Monday, May 10, 2021

Don't be afraid to question potential contractors

Staff Writer | April 17, 2021 1:00 AM

MOSES LAKE — It pays to do research, and a lot of research, when looking for a contractor to build a home. And it pays to set clear expectations written into the contract.

Keith Lenssen, owner of Lenssen Inc. in Moses Lake, said a person looking to build a home shouldn’t be afraid to ask questions, not just of the contractor, and the contractor shouldn’t be afraid to answer questions.

Homeowners should know how long their contractor has been in business, Lenssen said. Todd Lengenfelder, owner of Lengco Construction in Moses Lake, agreed.

“They (a contractor) won’t be around very long if they’re not very good,” Lengenfelder said.

Someone who’s thinking of building a house should look for a homebuilder who’s invested in the community, Lengenfelder said.

“Somebody local,” he said.

Lenssen said he encourages potential customers to talk to previous clients.

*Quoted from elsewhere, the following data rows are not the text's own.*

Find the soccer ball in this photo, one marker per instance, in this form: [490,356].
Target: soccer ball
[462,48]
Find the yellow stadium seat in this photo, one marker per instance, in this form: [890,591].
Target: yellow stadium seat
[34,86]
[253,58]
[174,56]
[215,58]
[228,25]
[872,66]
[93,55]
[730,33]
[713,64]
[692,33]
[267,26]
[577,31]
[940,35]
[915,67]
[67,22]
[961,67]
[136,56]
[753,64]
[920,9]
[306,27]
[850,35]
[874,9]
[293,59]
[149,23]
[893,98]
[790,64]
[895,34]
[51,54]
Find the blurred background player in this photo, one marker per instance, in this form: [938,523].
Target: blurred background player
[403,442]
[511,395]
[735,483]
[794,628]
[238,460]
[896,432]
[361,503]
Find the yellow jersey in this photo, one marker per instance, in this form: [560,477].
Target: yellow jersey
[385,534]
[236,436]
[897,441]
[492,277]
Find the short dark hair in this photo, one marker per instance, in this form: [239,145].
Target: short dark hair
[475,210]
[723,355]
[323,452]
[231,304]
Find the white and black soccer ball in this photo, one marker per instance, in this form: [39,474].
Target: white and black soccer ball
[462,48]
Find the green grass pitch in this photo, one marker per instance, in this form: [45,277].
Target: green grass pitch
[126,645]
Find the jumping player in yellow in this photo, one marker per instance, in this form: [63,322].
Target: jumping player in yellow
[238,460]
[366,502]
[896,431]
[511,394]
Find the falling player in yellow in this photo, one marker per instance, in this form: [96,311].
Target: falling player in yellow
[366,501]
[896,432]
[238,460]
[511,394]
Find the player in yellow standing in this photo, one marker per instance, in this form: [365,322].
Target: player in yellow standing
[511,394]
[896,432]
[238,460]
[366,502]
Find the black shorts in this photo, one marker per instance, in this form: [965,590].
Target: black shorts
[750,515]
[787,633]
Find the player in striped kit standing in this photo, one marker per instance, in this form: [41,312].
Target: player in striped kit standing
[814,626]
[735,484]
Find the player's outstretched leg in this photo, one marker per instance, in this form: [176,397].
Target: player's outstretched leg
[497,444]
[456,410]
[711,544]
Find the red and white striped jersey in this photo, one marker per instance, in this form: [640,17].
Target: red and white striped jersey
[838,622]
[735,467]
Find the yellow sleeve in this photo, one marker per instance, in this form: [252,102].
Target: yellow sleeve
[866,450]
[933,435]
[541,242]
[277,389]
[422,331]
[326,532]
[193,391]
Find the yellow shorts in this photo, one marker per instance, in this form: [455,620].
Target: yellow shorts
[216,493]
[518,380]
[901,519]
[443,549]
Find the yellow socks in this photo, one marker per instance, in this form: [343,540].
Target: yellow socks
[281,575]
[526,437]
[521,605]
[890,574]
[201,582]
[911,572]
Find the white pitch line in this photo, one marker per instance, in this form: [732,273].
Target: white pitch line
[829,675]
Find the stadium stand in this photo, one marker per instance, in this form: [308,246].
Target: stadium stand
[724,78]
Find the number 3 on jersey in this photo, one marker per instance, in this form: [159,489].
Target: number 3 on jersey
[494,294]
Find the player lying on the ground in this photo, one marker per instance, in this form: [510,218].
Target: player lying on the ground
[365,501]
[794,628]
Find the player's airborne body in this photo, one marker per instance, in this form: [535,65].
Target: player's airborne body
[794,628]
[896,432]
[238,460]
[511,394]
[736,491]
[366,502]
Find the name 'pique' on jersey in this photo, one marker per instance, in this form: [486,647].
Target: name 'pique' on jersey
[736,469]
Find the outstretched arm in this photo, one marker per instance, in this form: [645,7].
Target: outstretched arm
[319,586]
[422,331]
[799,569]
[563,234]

“We wear that as a badge of honor. ‘Please call our customers,’” he said.

He’s confident of the reputation he’s built, he said, and wants potential customers to know about it.

‘I’ve earned those (references), right? Those come from years of good decisions. I want people to know that,” he said.

Clients shouldn’t be afraid to ask for details.

“Specifically ask for people you can call,” Lenssen said.

The potential client should be looking at multiple projects, two to three, of a size and scope similar to the project they want, he said. They should ask for recent references, a project from the last two to three years. And the homebuilder should provide those references. Potential clients should ask previous customers what went well, what didn’t go so well and what could’ve gone better, he said.

“Actually talk to a person. ‘How did it (the construction) go for you?’” Lenssen said.

Nor should homeowners stop with former clients. A homebuilder should be able to provide a list of subcontractors and vendors they work with, and shouldn’t have any problems with potential customers talking to those contacts, Lenssen said.

Once the client selects a homebuilder, the contract should clearly spell out expectations, both from the client and the contractor, Lengenfelder said. Both parties should know the scope of the project, and what it’s going to take to bring it to completion. There’s also an intangible element. The client should pick somebody they’re comfortable working with, Langenfelder said.

Justin and Kyrissa Morigeau ultimately opted to hire a contractor to build their home north of Moses Lake. That wasn’t the original plan, Justin said.

“We were going to build this ourselves, 100%,” he said.

While he was confident his background gave him the skills to do the job, “the issue was time,” he said. “Time management. The other part of this was relationships with key subcontractors,” and not knowing the subcontractors the way a contractor would.

Financing was another concern.

“If you’re an owner-builder, most lenders (banks) will make you carry a contingency fee,” he said.

And a homeowner acting as his or her own contractor still will have to meet some of the financial requirements of a contractor, such as a bond.

“You basically turn yourself into a (general contractor) without having all the formal experience and background,” he said.

They chose to oversee the project themselves for a while, putting in the well and getting electricity to the property.

“We handled all the permitting for the project,” he said. “But then it got to the financing piece, and it was one of these trades. I’m going to have to carry a 10% contingency fee, or I can just get a general contractor.”

But that was where the comfort factor came in. They looked around for a general contractor, but couldn’t find one that was a good fit.

“We interviewed some, but there wasn’t a comfort level, with either the experience or the type of build we were doing here,” he said.

Then a neighbor suggested talking with Lenssen, and that, Justin Morigeau said, was the right match. But the project has presented its challenges. The COVID-19 outbreak delayed the start of construction, Justin said. The pandemic also delayed the manufacture of some of the elements, such as windows, and contributed to a substantial increase in the cost of lumber, Kyrissa said.

“It was kind of a give and take kind of deal to keep this project on track,” Justin said. “They (the contractor) did an amazing job of honoring their commitment and we worked with them to make it work.”